From a marketing standpoint, I'm not sure demos like this that draw comparisons between JavaScript frameworks and 3D game engines are a great idea. The author describes updating 2000 cubes every frame as an "impossible amount of load", and claims that React will soon "run circles around even the best performing manual WebGL apps".

Here's Unity maintaining a smooth framerate while updating three times that many cubes: https://www.youtube.com/watch?v=qVMfKJfsHQg

Unlike the React demo, all of the cubes actually move each frame (it's not "rescheduling" updates to later frames like React Concurrent Mode does), and it's doing a complex physics simulation to decide where the cubes should go.

Yeah, maintaining state for 2000 elements is not a hard problem. I've written CPU particle systems which handle ~10k particles per frame, some of which even run entirely in the browser.

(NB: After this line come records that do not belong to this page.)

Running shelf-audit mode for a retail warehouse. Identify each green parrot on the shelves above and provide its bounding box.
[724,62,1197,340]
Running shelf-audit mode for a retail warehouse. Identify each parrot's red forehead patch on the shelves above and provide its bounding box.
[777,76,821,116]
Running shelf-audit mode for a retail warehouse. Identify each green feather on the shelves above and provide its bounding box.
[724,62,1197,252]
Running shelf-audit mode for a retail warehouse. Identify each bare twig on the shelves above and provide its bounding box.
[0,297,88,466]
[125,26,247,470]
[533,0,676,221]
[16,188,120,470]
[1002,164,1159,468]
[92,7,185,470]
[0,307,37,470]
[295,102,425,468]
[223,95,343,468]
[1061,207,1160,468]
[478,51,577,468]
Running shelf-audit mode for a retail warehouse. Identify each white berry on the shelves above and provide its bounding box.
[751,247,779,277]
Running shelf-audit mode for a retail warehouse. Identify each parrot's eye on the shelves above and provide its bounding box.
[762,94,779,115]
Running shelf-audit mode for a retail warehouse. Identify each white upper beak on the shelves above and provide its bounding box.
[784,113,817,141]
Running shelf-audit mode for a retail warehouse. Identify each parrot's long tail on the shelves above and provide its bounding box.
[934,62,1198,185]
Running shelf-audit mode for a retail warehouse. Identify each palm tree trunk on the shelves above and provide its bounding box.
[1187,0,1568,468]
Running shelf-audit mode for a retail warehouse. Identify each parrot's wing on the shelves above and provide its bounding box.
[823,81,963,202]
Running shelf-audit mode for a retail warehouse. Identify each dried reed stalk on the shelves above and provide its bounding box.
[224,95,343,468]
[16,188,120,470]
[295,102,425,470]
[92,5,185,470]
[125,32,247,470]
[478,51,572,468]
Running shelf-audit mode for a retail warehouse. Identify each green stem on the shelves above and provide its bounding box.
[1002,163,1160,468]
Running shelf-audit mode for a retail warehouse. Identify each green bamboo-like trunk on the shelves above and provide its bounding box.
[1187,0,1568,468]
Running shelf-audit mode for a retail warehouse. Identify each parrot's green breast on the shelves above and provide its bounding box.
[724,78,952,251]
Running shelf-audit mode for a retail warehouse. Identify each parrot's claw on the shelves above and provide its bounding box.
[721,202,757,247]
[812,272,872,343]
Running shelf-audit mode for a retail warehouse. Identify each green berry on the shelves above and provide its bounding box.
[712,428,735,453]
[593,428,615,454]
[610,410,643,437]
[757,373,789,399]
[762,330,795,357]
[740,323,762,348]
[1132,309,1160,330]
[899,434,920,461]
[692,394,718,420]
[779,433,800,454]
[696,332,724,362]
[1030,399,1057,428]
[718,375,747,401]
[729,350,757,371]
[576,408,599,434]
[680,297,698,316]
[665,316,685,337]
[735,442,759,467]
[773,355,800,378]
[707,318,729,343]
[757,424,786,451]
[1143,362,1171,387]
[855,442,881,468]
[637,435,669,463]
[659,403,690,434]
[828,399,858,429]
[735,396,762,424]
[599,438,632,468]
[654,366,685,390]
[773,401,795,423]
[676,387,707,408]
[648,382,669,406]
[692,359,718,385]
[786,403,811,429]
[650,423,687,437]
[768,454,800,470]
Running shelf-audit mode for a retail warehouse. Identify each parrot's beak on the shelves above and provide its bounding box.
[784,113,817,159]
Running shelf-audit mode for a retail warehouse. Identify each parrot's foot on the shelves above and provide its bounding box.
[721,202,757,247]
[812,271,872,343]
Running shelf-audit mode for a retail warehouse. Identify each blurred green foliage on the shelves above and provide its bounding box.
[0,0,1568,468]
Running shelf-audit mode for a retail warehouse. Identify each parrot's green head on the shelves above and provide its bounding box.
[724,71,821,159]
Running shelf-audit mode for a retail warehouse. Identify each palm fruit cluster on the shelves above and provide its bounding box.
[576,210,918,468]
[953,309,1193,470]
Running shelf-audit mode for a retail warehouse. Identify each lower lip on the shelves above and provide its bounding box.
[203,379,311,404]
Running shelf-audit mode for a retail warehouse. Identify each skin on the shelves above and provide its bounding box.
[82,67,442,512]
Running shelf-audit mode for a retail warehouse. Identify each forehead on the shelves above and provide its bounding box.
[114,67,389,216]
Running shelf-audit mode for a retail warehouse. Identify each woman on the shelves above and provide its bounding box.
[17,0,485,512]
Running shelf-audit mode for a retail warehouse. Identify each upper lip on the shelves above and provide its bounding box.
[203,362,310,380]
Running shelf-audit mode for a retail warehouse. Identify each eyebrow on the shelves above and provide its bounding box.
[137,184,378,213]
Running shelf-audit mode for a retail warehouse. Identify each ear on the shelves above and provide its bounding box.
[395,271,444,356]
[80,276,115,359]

This shot from Super Mario Galaxy simulates around 3,000 particles, on top of all the other bone/joint animations that are happening. Performance like this is possible in a web browser, but you wouldn't think so given how popular React and ThreeJS are.

https://noclip.website/#smg/AstroGalaxy;AAI4t49Qk^u9Ld&YUm,m...

> https://noclip.website

Very cool website! I just noticed you're the one behind it[1]! Just curious: when people contribute textures toy our project, do they have to get permission from the video game publisher first?

Also, how hard is the process of extracting the textures of a video game? Is there effort involved in stitching multiple DDS/other texture files together, so that it can presentable on your website?